Tutti i cine-sprechi: i film desaparecidos finanziati dallo Stato

Un libro di Cinecittà Holding riapre il delicato capitolo delle pellicole sovvenzionate come «articolo 28» tra il 1966 e il ’94

Michele Anselmi

da Roma

D'accordo, Notte prima degli esami è un caso virtuoso. Finanziato dallo Stato per 800mila euro, l'amabile esordio di Brizzi ha raggiunto al box-office quota 7 milioni e mezzo, e non è finita. Ma, appunto, è raro che vada così bene. Basta dare, in materia di finanziamenti al cinema «di interesse culturale nazionale», uno sguardo all'ultimo decennio: tranne lodevoli eccezioni, non si contano sprechi, favoritismi e furbizie. Non che prima del 1994, quando venne ritoccata la legge, le cose andassero meglio. Anzi. Un volume di seicento pagine edito da Cinecittà Holding rifà ora la storia del mitico/famigerato Articolo 28, ovvero di tutti quei film «ispirati a finalità artistiche e culturali» che, tra il 1966 e il '94, vennero finanziati dallo Stato in base a una formula produttiva di tipo cooperativistico. Ricordate? Lo Stato, attraverso una apposita sezione creditizia della Bnl, contribuiva alla fattura di quei film con prestiti pari al 30 per cento «del costo di produzione accertato». Solo che negli anni il sistema degenerò: sicché produttori scaltri o disinvolti riuscirono a lucrare su quelle somme pubbliche, specie sul versante delle opere prime. Risultato? Il laboratorio di ricerca e sperimentazione voluto dai padri della legge 1213 - al quale pure attinsero il Bertolucci di Partner, il Salvatores di Marrakech Express, l'Archibugi di Mignon è partita, il Rubini di La stazione, per dirne alcuni bravi - si trasformò via via in una classica storia all'italiana: fatta di mutui mai estinti, di diritti smarriti, di film mai usciti, di cortesie politiche, di fatture balorde.
Alcuni dati, per dare l'idea della posta in gioco.
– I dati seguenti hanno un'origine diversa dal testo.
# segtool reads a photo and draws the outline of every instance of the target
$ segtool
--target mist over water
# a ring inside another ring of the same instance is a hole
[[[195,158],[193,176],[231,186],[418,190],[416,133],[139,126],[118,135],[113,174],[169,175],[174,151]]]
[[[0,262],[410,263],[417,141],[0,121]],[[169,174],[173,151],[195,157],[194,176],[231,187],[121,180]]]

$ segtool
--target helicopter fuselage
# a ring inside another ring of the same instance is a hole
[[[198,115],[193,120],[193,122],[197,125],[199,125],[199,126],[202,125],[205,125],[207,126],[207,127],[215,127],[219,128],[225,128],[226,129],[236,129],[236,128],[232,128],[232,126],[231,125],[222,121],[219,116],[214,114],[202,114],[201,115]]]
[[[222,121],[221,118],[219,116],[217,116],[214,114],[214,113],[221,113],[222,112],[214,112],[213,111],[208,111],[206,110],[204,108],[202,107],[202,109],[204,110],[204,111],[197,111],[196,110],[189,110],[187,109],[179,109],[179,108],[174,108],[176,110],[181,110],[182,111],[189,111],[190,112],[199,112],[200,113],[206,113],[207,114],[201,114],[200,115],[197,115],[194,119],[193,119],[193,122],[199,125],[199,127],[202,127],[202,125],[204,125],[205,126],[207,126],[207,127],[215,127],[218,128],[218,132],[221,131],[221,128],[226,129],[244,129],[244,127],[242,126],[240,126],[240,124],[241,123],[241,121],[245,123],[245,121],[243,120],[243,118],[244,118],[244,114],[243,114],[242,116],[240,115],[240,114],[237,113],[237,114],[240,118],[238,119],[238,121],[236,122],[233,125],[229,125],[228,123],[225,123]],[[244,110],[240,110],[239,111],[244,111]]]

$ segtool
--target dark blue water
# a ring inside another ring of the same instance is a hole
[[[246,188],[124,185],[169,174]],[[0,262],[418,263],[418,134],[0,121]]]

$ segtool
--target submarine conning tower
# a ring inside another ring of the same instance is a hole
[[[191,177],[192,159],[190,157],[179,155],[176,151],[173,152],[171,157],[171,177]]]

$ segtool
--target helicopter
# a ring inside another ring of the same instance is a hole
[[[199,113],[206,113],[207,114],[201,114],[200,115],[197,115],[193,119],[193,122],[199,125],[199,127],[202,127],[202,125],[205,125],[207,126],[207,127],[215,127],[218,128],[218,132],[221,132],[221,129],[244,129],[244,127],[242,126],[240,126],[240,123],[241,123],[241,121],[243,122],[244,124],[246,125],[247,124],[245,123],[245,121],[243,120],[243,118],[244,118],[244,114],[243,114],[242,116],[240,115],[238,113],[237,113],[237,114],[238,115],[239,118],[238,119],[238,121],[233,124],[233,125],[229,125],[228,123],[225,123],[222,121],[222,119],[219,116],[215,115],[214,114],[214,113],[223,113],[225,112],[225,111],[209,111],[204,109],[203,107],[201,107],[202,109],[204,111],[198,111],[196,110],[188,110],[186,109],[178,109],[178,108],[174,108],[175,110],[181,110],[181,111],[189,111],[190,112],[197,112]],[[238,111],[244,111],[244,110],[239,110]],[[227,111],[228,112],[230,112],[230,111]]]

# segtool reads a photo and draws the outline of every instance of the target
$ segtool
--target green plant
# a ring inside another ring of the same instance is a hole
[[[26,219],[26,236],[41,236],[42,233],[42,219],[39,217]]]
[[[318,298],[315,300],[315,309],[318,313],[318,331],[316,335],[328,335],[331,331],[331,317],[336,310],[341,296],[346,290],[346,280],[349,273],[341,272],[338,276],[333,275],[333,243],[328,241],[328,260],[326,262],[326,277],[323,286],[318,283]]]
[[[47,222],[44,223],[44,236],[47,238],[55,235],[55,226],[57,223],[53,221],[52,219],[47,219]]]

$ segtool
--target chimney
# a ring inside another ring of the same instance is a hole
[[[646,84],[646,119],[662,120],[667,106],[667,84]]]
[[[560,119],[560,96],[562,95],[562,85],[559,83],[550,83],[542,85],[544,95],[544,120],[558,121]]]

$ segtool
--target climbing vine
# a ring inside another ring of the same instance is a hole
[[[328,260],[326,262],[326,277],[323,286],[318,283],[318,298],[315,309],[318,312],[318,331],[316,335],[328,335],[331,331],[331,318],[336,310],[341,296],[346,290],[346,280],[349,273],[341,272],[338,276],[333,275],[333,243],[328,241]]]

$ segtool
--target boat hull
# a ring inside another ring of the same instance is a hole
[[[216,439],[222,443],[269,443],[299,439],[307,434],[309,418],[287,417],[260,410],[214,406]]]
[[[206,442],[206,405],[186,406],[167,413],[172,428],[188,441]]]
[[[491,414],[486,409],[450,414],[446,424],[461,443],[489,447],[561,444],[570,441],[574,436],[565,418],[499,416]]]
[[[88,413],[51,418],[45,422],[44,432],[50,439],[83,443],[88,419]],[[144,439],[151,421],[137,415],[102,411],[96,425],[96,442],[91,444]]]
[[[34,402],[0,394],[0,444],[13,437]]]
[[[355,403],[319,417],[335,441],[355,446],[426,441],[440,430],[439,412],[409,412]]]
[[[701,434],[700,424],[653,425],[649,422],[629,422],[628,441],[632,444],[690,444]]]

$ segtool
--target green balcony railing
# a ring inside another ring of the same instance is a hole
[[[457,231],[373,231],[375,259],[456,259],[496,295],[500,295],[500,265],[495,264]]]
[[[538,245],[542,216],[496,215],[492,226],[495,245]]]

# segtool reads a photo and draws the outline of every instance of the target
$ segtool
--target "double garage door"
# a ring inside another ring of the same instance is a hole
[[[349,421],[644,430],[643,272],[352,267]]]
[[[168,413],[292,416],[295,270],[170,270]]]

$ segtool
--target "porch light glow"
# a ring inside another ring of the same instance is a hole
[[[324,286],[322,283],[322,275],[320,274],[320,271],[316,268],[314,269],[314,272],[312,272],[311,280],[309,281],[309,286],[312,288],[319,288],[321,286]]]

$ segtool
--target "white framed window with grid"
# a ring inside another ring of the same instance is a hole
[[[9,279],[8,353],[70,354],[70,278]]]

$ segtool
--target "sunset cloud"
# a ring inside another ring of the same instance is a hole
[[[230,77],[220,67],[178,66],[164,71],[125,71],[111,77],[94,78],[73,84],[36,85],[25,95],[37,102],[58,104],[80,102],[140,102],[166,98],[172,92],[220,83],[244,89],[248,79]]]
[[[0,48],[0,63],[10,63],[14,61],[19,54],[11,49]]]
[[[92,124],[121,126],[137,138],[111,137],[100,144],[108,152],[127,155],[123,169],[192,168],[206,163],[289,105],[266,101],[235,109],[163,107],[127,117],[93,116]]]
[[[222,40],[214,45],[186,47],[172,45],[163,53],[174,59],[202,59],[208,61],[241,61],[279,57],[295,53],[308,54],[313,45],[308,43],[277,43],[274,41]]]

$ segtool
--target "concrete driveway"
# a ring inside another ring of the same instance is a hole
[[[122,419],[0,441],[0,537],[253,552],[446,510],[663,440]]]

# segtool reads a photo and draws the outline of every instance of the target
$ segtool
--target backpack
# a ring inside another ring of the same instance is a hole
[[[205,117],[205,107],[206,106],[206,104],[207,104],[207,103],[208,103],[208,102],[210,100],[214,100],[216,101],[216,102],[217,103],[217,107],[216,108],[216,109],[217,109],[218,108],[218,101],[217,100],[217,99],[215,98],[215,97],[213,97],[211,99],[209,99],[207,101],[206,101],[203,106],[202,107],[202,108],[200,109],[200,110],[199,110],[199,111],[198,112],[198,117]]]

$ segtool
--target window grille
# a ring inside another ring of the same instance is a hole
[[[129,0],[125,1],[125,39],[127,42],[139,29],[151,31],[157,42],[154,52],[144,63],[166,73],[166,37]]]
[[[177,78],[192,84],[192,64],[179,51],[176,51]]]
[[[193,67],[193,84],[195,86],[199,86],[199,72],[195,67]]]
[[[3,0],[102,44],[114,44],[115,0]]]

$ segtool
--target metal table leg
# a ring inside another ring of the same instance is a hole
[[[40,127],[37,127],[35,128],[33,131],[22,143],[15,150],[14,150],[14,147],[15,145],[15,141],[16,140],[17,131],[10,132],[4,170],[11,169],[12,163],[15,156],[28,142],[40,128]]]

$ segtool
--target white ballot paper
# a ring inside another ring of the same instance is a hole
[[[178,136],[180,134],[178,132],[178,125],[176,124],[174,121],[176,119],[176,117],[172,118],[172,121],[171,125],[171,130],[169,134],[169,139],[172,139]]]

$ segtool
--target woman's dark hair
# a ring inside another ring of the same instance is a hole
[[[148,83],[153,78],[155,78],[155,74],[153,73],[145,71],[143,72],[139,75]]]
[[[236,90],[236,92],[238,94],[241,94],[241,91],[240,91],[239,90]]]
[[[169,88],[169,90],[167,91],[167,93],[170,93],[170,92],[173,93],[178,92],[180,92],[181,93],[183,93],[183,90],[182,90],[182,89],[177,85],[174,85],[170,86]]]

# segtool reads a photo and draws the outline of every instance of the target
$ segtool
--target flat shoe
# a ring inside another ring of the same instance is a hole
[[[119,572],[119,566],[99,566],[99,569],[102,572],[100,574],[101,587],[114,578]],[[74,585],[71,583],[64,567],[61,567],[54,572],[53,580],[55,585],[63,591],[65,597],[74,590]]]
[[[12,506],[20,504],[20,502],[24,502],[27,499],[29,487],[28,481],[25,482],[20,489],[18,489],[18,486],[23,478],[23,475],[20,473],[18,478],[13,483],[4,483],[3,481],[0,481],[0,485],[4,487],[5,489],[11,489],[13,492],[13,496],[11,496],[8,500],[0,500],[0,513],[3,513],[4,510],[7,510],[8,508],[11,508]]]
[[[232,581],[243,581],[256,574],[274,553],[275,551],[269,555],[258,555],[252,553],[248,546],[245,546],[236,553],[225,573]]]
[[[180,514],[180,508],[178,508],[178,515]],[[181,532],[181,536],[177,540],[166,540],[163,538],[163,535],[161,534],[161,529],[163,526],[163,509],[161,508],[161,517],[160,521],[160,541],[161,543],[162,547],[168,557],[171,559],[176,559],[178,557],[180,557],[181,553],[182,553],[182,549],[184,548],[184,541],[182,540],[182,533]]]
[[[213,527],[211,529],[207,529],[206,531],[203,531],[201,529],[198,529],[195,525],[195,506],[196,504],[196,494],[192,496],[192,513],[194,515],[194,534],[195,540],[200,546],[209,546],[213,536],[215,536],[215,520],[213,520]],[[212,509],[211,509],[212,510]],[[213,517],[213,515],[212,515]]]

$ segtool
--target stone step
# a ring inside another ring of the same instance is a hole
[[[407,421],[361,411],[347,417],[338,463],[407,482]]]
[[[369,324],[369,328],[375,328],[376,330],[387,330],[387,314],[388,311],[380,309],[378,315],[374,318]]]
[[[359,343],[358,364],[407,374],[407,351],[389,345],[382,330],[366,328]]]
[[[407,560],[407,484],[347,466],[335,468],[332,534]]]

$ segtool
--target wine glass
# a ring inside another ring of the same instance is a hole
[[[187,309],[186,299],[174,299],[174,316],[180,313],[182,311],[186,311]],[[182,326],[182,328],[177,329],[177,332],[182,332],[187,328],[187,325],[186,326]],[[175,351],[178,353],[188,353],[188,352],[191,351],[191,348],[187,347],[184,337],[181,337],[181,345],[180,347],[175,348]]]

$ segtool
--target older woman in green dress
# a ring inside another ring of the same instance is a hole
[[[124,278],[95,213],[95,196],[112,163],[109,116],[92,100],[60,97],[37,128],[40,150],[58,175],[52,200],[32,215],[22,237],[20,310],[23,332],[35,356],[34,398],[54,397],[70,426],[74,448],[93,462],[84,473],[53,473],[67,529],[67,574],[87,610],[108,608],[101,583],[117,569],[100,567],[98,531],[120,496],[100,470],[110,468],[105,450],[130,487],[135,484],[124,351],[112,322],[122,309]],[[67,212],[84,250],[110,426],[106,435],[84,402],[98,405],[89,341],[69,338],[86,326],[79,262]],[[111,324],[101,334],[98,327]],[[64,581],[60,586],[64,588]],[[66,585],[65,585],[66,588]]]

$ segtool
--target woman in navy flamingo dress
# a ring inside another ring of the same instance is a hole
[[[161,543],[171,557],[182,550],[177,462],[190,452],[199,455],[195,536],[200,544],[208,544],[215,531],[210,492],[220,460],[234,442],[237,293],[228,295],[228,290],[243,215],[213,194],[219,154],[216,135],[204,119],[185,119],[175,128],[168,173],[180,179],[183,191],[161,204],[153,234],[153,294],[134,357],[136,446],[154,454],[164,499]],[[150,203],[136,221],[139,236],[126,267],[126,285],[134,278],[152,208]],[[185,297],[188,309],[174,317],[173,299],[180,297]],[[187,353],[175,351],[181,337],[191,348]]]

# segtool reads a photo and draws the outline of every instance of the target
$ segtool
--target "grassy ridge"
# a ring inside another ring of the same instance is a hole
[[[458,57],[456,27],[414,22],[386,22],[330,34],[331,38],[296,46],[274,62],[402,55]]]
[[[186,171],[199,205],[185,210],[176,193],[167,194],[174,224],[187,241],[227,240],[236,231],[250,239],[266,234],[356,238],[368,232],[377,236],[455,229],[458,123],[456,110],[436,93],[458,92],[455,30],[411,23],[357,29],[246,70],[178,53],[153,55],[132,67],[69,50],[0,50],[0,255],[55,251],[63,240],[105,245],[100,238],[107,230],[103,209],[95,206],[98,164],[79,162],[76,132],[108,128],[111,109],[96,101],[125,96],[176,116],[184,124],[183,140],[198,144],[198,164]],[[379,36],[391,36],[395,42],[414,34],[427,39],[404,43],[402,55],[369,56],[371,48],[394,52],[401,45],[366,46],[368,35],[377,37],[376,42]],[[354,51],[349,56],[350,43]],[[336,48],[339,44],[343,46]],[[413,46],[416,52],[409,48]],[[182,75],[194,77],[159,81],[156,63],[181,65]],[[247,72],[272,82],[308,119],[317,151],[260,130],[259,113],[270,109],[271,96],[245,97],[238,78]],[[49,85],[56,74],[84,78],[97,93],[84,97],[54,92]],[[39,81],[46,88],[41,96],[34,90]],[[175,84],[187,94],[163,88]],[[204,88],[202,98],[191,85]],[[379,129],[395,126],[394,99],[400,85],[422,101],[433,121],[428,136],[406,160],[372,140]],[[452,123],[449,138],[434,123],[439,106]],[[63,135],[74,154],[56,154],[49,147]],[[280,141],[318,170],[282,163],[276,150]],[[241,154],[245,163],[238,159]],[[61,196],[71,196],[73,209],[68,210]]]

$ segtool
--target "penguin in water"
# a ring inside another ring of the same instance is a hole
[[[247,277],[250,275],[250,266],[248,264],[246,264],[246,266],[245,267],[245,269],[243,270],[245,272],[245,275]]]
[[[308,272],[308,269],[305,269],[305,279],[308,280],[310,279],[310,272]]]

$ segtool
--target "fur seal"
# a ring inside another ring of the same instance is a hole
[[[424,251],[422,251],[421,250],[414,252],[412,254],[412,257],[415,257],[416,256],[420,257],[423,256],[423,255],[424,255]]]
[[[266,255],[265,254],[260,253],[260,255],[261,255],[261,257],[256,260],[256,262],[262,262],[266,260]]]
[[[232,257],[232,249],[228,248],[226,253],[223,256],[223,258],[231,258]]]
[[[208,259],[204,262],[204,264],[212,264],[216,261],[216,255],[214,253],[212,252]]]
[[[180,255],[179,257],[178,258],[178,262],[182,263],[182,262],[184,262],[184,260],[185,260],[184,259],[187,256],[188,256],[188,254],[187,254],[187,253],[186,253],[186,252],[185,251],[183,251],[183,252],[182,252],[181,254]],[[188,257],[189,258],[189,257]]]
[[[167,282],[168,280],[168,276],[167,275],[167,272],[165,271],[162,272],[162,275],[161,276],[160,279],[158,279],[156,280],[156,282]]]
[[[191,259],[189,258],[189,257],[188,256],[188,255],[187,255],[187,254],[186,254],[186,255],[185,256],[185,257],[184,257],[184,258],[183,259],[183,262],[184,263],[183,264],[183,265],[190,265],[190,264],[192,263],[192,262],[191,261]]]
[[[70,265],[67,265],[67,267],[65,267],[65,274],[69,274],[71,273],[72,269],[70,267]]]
Dei 484 titoli censiti (di altri 24 non risultano addirittura «evidenze»), solo 44 appaiono in regola, nel senso che i produttori, alla scadenza, hanno restituito «con mezzi propri» le somme ricevute. Tra questi, Allonsanfan dei Taviani, Ecce bombo di Moretti, Una gita scolastica di Avati. E gli altri? Be', 346, non potendo saldare il debito grazie ai magri incassi e alla scarsa solvibilità dei produttori, sono stati acquisiti dallo Stato. Il quale, pur entrando materialmente in possesso dei negativi, nella maggior parte dei casi non ha saputo trarne profitti; anche perché nel frattempo molti di quei produttori insolventi continuavano a venderne i diritti per usi televisivi.
Per recuperare risorse, era nata Cinecittà Diritti, pilotata dall'avvocato Michele Lo Foco, che ha organizzato la ricerca. Ma nel frattempo sono cambiati i vertici di Cinecittà Holding, la società è stata riassorbita e il librone in questione giace in qualche stanza da dicembre, stampato in 2000 copie, mai presentato alla stampa. Peccato, perché lo stesso direttore generale di Cinecittà Holding, Alessandro Usai, ne parla nella prefazione come «di un volume in qualche modo rivoluzionario, sebbene semplice ed essenziale, che consente una ricognizione informativa finalmente completa sulle sorti dei film finanziati dallo Stato». Sorti strane, invero. Lo Foco sostiene che almeno 3 milioni e mezzo di euro potrebbero essere recuperati in forma di diritti da quella massa di film rimasti in una sorta di purgatorio informativo dopo indagini e rinvii a giudizio. Naturalmente è facile ironizzare sul terrificante Cattive ragazze girato nel 1992 da Marina Ripa di Meana, uno stracult in stile Marco Giusti; o su titoli sconosciuti anche ai più incalliti filmofagi come Gli argonauti del Pacifico e Il dottor Follia di Giampaolo Santini, destinatario di ben 7 finanziamenti. Però poi scopri che 84 di quei film «non risultano distribuiti» in nessun modo, che 12 vengono considerate dalla Bnl «operazione passata a perdite», che 13 «risultano essere stati alienati direttamente da Bnl a terzi acquirenti», che ben 198 «risultano trasmessi nelle tv free», presumibilmente senza proventi per lo Stato.


Gaetano Blandini, responsabile della Direzione cinema al ministero, nota ragionevolmente a pagina 9 che «l'ottimismo dei padri dell'Articolo 28 ha dovuto fare i conti in seguito con una cultura dell'assistenzialismo difficile da sconfiggere». Anche per questo il volume, comunque si giudichi la formulazione delle voci, merita attenzione. A quando una presentazione ufficiale?